第20話
ヴィーラヴなる原石は、最初から優秀な鉱山で採掘され、革新的な研磨とカッティングを施し、上質なプラチナの台座に丁寧に置かれ、ダイヤモンドさえも脇石に追いやり、インクルージョンの全く存在しない至高の煌めきを照射する「華」となって咲き誇った。
同化と共有には程遠い存在……しかし、世間には寧ろ都合が良かった。原石達を研磨し、成長体験を共有し「虚構」体験を喜ぶ程の生命力は彼らには残されていなかった。社会環境、経済情勢も「それ」を許さなかった。
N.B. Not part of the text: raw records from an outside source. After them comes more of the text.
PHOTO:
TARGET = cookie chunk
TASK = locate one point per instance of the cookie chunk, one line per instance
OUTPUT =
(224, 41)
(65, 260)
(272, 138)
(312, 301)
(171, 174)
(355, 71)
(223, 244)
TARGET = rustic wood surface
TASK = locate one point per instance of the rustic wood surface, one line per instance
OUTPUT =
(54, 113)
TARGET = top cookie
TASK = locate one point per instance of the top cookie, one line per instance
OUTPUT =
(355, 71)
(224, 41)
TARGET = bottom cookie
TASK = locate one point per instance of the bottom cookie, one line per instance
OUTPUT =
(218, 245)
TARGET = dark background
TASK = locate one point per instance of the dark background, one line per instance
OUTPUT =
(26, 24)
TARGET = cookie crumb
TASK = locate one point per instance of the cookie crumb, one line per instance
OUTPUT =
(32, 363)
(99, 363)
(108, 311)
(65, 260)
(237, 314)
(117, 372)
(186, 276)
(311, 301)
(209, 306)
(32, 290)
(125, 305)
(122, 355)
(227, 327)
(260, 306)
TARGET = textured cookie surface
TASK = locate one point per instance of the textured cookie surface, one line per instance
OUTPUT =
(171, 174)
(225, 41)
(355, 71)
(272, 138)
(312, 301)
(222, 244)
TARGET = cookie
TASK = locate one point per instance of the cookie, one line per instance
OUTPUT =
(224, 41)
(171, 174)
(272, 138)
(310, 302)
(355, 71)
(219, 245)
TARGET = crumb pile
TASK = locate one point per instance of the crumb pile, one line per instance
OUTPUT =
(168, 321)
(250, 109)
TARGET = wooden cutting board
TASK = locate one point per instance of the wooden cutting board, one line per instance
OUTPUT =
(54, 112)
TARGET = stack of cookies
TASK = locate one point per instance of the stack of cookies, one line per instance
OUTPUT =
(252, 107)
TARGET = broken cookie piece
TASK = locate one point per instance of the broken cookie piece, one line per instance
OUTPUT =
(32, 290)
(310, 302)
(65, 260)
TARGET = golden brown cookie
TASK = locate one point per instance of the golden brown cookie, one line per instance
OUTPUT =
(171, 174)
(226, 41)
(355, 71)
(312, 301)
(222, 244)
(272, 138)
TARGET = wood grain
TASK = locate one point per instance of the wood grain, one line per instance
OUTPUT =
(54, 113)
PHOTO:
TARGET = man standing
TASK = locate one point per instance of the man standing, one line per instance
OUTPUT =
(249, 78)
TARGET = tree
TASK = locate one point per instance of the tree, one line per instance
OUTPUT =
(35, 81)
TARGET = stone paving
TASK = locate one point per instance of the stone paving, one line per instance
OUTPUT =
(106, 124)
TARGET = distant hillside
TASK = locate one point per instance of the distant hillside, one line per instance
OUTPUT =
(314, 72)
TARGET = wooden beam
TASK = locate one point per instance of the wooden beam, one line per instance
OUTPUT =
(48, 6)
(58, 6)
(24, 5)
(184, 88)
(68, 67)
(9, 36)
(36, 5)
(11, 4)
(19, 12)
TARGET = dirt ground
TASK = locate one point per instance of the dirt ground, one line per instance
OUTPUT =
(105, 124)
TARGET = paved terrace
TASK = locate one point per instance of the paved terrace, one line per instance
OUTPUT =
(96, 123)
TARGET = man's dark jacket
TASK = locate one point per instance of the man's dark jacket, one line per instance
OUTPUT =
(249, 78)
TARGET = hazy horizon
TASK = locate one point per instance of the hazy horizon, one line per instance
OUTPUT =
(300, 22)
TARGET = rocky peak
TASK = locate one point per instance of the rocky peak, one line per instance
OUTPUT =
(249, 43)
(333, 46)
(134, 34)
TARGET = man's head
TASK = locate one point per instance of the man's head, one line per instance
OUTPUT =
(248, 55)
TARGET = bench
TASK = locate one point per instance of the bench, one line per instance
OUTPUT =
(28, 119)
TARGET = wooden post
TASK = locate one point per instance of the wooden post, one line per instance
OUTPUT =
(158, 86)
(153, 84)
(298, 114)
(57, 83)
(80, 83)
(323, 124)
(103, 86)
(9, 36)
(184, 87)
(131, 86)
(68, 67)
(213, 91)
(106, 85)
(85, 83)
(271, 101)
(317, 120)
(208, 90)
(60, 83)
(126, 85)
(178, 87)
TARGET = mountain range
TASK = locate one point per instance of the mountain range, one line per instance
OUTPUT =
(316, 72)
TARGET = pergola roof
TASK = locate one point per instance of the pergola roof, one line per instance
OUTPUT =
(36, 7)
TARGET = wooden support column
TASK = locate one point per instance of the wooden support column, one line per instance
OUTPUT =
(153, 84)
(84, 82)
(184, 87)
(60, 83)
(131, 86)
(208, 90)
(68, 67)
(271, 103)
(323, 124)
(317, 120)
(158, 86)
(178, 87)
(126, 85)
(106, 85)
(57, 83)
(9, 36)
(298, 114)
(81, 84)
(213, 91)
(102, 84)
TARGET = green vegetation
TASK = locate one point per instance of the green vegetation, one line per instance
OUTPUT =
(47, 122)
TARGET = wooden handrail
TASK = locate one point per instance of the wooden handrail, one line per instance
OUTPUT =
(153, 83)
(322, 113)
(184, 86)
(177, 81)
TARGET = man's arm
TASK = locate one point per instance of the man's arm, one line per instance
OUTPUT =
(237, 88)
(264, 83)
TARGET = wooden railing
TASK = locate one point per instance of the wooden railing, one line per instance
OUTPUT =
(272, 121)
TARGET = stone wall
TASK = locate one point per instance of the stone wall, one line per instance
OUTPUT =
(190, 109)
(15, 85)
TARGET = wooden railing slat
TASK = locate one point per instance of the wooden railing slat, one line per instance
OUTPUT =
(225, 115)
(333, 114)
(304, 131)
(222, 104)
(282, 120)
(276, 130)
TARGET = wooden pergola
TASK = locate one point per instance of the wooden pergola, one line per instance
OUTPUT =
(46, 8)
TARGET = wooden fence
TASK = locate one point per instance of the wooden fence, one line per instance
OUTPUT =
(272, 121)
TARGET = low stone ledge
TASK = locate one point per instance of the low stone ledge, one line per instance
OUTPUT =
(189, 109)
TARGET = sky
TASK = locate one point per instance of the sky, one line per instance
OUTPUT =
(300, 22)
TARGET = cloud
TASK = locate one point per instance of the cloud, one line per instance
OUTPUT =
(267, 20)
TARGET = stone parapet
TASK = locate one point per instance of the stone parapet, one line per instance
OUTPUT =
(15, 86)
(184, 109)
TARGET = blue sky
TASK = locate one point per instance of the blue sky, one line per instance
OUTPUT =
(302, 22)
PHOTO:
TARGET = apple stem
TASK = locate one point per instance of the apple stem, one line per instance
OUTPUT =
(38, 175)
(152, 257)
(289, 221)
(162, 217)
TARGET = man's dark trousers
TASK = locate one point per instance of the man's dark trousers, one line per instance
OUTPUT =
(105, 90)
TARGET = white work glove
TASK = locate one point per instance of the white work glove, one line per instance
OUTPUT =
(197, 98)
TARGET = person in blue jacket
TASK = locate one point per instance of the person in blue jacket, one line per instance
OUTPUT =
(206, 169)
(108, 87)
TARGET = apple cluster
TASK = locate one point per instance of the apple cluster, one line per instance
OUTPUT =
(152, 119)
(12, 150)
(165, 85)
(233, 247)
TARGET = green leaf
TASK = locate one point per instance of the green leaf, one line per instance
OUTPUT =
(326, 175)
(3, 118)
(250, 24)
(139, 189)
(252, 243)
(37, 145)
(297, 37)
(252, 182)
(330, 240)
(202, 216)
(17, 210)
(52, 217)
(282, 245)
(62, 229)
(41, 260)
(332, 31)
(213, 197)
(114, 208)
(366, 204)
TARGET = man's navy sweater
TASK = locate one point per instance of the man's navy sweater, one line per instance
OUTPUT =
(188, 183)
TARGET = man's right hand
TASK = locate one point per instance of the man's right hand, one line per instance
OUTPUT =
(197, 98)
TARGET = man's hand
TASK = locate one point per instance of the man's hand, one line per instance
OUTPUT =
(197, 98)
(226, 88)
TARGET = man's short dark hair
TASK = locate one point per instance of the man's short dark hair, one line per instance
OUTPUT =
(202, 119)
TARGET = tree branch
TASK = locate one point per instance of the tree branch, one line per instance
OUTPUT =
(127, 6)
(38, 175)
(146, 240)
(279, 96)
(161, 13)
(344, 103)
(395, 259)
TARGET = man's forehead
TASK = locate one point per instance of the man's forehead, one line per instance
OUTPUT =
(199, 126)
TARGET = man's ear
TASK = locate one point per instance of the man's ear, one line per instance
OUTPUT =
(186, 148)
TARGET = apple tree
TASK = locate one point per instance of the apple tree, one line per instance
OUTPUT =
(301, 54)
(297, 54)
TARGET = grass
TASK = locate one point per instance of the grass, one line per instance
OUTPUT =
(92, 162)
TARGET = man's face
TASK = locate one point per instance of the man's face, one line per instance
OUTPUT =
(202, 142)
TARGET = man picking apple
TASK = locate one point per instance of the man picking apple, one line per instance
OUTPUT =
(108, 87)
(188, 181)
閉塞した世界で、誰もが自分だけを守る為に全ての能力を費やしていたのだから。
「だから、都合が良かったのね……最初から煌めいていたヴィーラヴは、鬱屈した生活と心の闇を安易に照らし、浄化してくれる存在……舞さんもそう思うでしょう」
「そ、そうですね……」
私の「背後」に憑く過去に問いかける社長……曖昧な言葉で応じる私。
こうしてヴィーラヴは一躍、強者の頂点に君臨し、私達を陶酔させる……。
「まぁ、これからどうなってゆくのかは、私にもわからないけれど……」
肩を竦めての、ちゃぶ台返しの社長の発言で物語は締め括られた。
「よいしょっと……」
重い社長室のドアが「暴力的」に開かれた。滞留していた空気の圧力が私達の髪を揺らす。
「あーっ、ここにいたぁマイマイ」
社長室の威厳という「膜」を引きちぎりながら、アリスは私達に迫る。
「あらあらアリス、どうしたの」
こんな「光景」など、日常茶飯事……。
社長は滑る様に視線をアリスに移し、いなす。
「あらあら……じゃないよ、礼子さん。いつまでマイマイを独占してるのさ」
目上の、しかも社長という役職に対する言葉遣いを完全に無視したアリスの物言いと態度にも、社長は怒る事すらなく、仲の良い親子の様にアリスに接し、微笑みを振る舞う。
「ごめんなさい……色々話が弾んでしまって」
「またまたぁ……どうせ、アイドル氷河期うんぬんの話をマイマイに聞かせてたんでしょっ……ったく、礼子さんはそういう話をしだしたら止まらないんだから。私達なんかもう何回も同じ話聞かされてさぁ……」
「そうだったかしら」
「そうだよっ……いーいっマイマイっ、礼子さんのこの手の話はテキトーに流していいから」
「あら、そんな悲しい事、言わないで」
「はいはい出ましたぁ、その寂しげな表情……そんなに寂しかったら、男のひとりでも作れってぇの」
「相変わらず、厳しいわね」
社長という「壁」を乗り越え、全身全霊、本音で体当たりするアリス……まんざらでもない社長の表情と躰の仕草。